Relighting with text prompts. The top row shows the environment maps predicted by Text2Light. We use these maps to relight an unseen subject with a single input view. The text prompts used are a A quiet, peaceful countryside with rolling hills and a bright blue sky. b Inside a church with yellow windows. c A rocky coastline with crashing waves and a lighthouse in the distance. d A serene, tranquil beach with soft sand and crystal-clear water

8.4 Significance of Number of OLATs

In this section, we examine the significance of the quality of relighting by utilizing different numbers of OLAT configurations: 50, 100, and 150 OLATs. We conduct evaluations for simultaneous view synthesis and relighting.

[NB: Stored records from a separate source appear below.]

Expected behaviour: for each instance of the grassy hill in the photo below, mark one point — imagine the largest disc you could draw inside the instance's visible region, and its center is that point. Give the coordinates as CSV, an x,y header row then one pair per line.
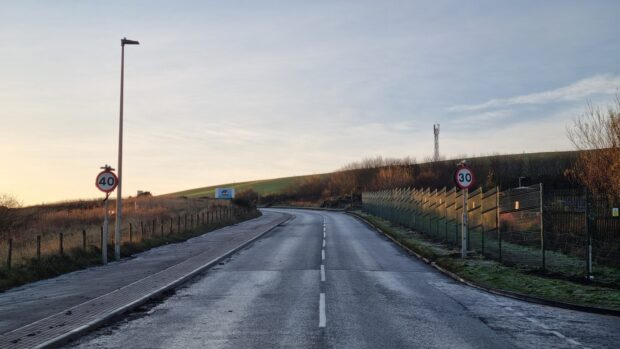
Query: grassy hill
x,y
263,187
502,170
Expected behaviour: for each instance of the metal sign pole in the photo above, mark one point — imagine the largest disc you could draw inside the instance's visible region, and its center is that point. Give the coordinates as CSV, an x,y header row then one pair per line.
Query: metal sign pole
x,y
464,225
104,239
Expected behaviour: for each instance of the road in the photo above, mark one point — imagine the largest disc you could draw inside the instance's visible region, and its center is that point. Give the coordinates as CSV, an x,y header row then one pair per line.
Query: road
x,y
325,280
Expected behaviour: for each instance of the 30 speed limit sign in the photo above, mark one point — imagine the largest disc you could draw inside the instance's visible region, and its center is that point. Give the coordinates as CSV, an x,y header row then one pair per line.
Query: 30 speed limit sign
x,y
464,177
106,181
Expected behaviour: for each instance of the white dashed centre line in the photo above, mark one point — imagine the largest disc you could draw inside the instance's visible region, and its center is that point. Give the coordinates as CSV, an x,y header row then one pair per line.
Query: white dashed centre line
x,y
545,327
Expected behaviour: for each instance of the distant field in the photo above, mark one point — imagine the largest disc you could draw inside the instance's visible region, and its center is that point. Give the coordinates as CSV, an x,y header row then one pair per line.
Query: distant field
x,y
263,187
512,164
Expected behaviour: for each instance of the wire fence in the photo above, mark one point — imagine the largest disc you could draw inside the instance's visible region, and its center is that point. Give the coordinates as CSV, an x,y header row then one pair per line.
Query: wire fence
x,y
560,232
19,249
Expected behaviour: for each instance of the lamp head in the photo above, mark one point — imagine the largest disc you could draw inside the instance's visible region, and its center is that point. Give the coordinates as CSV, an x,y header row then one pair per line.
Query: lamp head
x,y
125,41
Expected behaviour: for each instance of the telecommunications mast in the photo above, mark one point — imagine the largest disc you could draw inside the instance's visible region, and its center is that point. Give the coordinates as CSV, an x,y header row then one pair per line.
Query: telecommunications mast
x,y
436,131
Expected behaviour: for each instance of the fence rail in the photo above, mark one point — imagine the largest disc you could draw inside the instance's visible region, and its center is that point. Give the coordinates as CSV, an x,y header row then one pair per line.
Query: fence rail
x,y
20,249
566,233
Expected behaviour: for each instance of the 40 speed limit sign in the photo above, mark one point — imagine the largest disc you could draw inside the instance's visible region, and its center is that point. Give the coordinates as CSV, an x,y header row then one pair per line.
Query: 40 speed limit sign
x,y
106,181
464,177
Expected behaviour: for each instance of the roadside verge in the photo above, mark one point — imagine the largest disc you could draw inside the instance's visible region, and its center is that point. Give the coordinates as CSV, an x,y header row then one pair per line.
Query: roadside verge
x,y
74,321
495,278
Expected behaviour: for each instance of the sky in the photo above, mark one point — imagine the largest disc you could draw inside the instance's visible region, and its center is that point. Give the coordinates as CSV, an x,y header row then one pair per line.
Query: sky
x,y
229,91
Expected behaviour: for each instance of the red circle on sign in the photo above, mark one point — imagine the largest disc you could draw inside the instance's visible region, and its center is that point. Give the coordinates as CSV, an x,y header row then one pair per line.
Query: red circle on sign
x,y
464,177
106,187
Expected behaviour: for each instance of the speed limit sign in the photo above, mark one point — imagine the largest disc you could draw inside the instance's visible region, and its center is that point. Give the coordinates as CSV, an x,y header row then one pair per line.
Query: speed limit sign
x,y
106,181
464,177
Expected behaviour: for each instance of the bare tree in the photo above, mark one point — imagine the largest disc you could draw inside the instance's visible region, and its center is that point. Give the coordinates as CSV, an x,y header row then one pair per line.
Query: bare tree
x,y
597,134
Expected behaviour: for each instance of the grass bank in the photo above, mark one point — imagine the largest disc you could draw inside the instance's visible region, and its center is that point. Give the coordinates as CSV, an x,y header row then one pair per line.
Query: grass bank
x,y
493,275
77,258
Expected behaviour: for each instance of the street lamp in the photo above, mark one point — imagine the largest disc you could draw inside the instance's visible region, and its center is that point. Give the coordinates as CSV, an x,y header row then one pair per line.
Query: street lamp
x,y
119,196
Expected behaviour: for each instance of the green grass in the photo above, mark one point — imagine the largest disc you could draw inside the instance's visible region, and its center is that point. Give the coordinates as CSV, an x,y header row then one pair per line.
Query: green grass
x,y
76,259
494,275
263,187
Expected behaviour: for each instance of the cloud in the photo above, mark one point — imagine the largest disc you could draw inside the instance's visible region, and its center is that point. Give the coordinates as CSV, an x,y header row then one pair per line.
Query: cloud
x,y
483,117
598,84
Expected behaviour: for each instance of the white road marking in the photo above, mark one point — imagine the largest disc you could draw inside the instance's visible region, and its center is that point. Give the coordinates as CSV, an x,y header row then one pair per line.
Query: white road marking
x,y
556,333
322,317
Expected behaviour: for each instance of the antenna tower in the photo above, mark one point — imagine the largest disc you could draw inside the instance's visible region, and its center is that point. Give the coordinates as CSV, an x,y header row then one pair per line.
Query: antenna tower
x,y
436,132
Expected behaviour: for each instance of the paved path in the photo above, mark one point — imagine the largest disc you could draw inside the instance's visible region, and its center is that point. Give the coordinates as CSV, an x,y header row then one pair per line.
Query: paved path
x,y
324,280
70,301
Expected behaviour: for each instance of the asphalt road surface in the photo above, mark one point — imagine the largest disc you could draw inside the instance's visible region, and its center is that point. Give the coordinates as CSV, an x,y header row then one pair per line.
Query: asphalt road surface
x,y
325,280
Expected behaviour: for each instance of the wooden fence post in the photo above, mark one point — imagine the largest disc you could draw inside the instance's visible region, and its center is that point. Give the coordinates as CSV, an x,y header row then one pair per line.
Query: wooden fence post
x,y
60,245
38,247
9,254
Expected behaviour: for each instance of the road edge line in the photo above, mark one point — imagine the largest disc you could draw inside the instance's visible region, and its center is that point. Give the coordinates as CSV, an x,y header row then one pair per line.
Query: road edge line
x,y
92,325
509,294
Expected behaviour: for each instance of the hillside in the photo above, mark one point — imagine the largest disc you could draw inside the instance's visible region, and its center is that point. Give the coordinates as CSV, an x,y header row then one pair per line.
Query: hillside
x,y
501,170
263,187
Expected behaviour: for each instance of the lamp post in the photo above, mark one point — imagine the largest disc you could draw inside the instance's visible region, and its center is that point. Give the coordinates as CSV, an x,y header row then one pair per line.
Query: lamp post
x,y
119,196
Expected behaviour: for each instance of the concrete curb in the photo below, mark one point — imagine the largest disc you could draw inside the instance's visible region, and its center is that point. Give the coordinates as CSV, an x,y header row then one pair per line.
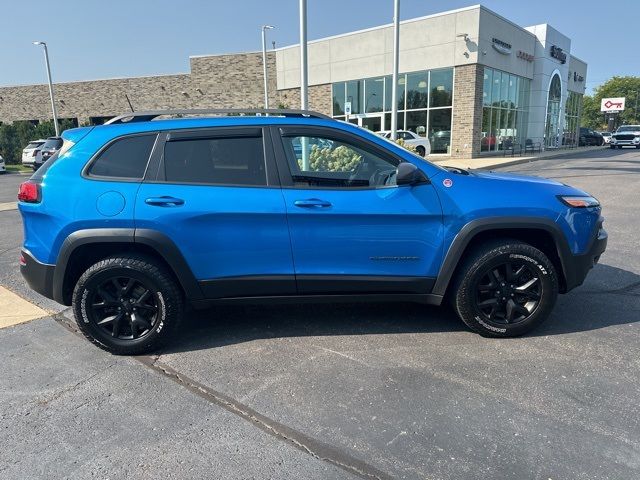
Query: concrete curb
x,y
494,162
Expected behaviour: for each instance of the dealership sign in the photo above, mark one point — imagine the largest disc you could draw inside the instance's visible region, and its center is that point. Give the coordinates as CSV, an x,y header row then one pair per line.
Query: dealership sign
x,y
612,104
525,56
558,54
501,47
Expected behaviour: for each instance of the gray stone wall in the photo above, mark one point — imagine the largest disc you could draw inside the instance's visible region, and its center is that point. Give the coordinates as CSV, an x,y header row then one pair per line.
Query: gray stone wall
x,y
221,81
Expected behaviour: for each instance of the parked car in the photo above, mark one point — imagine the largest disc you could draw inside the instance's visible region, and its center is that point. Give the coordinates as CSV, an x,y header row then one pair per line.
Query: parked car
x,y
30,151
422,145
626,136
589,137
130,220
606,136
46,151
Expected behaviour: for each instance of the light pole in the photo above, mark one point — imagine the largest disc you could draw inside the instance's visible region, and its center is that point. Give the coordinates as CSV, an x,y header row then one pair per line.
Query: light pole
x,y
264,63
304,80
53,102
396,58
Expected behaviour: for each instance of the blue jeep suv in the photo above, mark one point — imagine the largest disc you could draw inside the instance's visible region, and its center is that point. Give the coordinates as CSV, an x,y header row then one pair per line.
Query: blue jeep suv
x,y
132,221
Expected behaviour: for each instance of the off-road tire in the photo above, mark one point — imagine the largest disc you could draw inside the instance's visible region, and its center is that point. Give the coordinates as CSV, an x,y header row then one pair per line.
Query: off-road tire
x,y
151,275
475,267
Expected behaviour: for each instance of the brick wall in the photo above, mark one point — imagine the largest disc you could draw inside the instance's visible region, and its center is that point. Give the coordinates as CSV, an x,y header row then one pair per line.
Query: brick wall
x,y
467,111
319,98
222,81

Since the original lightstage dataset contains 150 OLATs, we uniformly sample from the original configuration to select 50 and 100 OLAT configurations. Next, we train three different Reflectance Network models with various OLAT configurations for the same number of iterations. We summarize quantitative evaluations in Table 6 and observe that the quality of relighting increases with the increase in the number OLATs. This is distinctively clear from the Fig. 18, as the Reflectance Network  trained with 150 OLATs shows better results in comparison. We reason that an increase in the number of OLATs leads to a better approximation of the environment illumination and as a consequence, it improves the quality of relighting. In summary, we conclude that a higher number of OLATs improves the quality of relighting. In this work, we are restricted to 150 OLATs since it is the capacity of the lightstage dataset available to us.

9 Application

This section presents an application for relighting using text-based prompts. We utilize Text2Light (Chen et al., 2022) to generate HDR environment maps based on textual input. To produce relit images, we combine the downsampled environment maps with the OLATs predicted by our method. Figure 19 displays some relighting results achieved with this approach.

Fig. 20
figure 20

Given single input view from CelebA (top) and FFHQ (bottom). Although our method works well for novel view synthesis, it struggles to synthesize eyes and facial expressions during relighting

Fig. 21
figure 21

Our method produces good relighting and view synthesis using from 3, 2, or even 1 input view

10 Limitations

Our proposed method generates high-quality photorealistic renderings, but it still has some limitations. In particular, we present the results of our approach on the FFHQ (Karras et al., 2021) and CelebA (Liu et al., 2015) datasets in Fig. 20. Although our model was trained on the lightstage dataset with subjects exhibiting closed eyes and neutral expressions, it can handle novel view synthesis with open eyes and natural expressions due to the fine-tuning of the Face Prior Network during testing. We show in Fig. 20 that our method preserves the mouth and eye shape during relighting, but it cannot synthesize their colors or texture. We argue that this is not a limitation of our approach but of the lightstage dataset. Lastly, under a monocular setting, our approach can sometimes generate regions that do not exist in reality. For instance, in Fig. 21 in the case of single input, hair is synthesized for the bald person. Such performance is expected due to insufficient information from a single view.

11 Conclusion

We have presented an approach for editing light and viewpoint of human heads even with a single image as input. Based on neural radiance fields (Mildenhall et al., 2020), our method represents human heads as a continuous volumetric field with disentangled latent spaces for identity and illumination. Our method is designed to first learn a face prior model in an auto-decoder manner over a diverse class of heads. Further, followed by training a reflectance MLP that predicts One-Light- at-A-Time (OLAT) images at every point in 3D, parameterized by point light direction which can be combined to produce a target lighting. Quantitative and qualitative evaluations show that our results are photorealistic, view-consistent, and outperform existing state-of-the-art works.